President Obama said late last month that the time is now “to build a clean energy superhighway that can take the renewable power generated…and deliver it directly to the American people in the most affordable and efficient way possible.” In effect, creating what has become known as the “smart grid.”

Polytechnic Institute of NYU’s Francisco de León, professor of electrical and computer engineering, is one of the researchers whose decades-long work to improve the efficiency of electricity delivery will contribute to the massive upgrade the President is urging for.

One of his more recent discoveries, which he’ll present at the Advanced Energy Research conference on November 18 - 19 in New York City, improves the way renewable energy is sent to existing electrical grids.

Most renewable energy travels into the grid through what are called “power electronics controllers.”  Professor de Leon has discovered a way to control them to dampen a characteristic that affects all power systems: oscillation, the fluctuation of electric power.

When you turn a light on and off you create an infinitesimal change in the amount of electrical power demand in the grid. But think about what happens when a TriBeCa printing house turns on all of its presses at once, or if all of the Garment District’s workshops shut down their industrial sewing and pressing machines at the same time. Such large-scale, abrupt shifts in demand could cause increasing oscillations of power— think blackouts and outages — if technology wasn’t in place to dampen them.

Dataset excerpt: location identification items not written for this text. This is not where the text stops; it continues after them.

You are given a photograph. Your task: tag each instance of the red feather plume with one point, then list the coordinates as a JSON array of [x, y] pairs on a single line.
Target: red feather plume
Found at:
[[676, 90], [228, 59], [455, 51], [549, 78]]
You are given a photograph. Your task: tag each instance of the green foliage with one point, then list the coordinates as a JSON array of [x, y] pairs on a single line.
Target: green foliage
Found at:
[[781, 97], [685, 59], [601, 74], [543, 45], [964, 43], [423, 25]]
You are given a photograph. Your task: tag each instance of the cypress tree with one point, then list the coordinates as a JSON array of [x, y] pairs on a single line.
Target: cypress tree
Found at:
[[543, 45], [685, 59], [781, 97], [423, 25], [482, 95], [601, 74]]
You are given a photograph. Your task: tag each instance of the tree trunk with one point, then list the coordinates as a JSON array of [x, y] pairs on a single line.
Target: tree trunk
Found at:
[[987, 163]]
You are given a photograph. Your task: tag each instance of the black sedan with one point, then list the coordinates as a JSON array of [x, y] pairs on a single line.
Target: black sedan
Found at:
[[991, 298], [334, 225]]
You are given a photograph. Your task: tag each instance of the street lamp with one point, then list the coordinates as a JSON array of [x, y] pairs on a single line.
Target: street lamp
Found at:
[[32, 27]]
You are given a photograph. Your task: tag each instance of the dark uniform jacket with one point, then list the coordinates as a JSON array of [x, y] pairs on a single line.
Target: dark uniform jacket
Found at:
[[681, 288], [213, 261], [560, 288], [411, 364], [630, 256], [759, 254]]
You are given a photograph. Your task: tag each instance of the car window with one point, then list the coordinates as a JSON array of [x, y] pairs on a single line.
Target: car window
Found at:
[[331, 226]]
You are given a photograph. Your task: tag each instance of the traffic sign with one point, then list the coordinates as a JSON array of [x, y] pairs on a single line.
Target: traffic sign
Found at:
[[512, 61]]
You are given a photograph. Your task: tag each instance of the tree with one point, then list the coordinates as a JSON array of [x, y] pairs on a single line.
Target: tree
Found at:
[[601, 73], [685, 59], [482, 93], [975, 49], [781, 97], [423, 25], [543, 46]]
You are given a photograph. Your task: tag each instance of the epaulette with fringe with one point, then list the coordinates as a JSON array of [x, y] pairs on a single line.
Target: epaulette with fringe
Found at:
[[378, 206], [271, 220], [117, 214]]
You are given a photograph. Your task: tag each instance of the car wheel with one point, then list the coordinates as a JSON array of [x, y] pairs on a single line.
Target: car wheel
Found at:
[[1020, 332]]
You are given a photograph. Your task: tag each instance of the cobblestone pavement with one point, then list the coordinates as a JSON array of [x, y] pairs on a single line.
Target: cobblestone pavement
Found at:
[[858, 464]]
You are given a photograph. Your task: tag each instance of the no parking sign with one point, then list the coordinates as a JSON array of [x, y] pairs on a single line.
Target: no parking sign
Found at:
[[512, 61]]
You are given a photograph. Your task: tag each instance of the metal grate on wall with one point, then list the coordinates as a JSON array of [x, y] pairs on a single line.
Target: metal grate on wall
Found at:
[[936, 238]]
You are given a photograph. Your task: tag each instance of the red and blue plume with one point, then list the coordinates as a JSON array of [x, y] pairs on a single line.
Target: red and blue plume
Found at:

“All systems have oscillations and all systems need a way to dampen them,” explains Professor de León. “What I’ve found is a way to dampen oscillations in the system using the already present power electronics controllers that are needed to connect renewable energy sources to the grid. Without the control strategy, the energy would be able to go through, what the new control strategy does is to enhance the way green energy can be used to dampen oscillations.”

An abstract of Professor de León’s presentation can be found below. 

Polytechnic Institute of NYU is a sponsor of the 2009 Advanced Energy Research conference. Learn more about the conference at aertc.org.


 

Abstract

In this presentation it is shown the potential that alternative power generation plants (mostly DGs) have to damp oscillations in large electrical power systems. Electrochemical fuel cell, gas turbine, wind turbine, solar, photovoltaic, etc. plants can provide local damping when they inject power in proportion to the frequency deviation from the standard reference. The damping is introduced through the power electronic converters that most DGs use to interface with the power system. Another important contribution presented is the use of a unidirectional damping strategy with only absorption (or only injection) of power. As a feasibility study, the goal of this research work was to evaluate the necessary size (as a fraction of the overall power) that the DGs must have to damp out system oscillations in a few seconds. Examples on power systems of two, six and thirty-nine nodes are presented for illustration.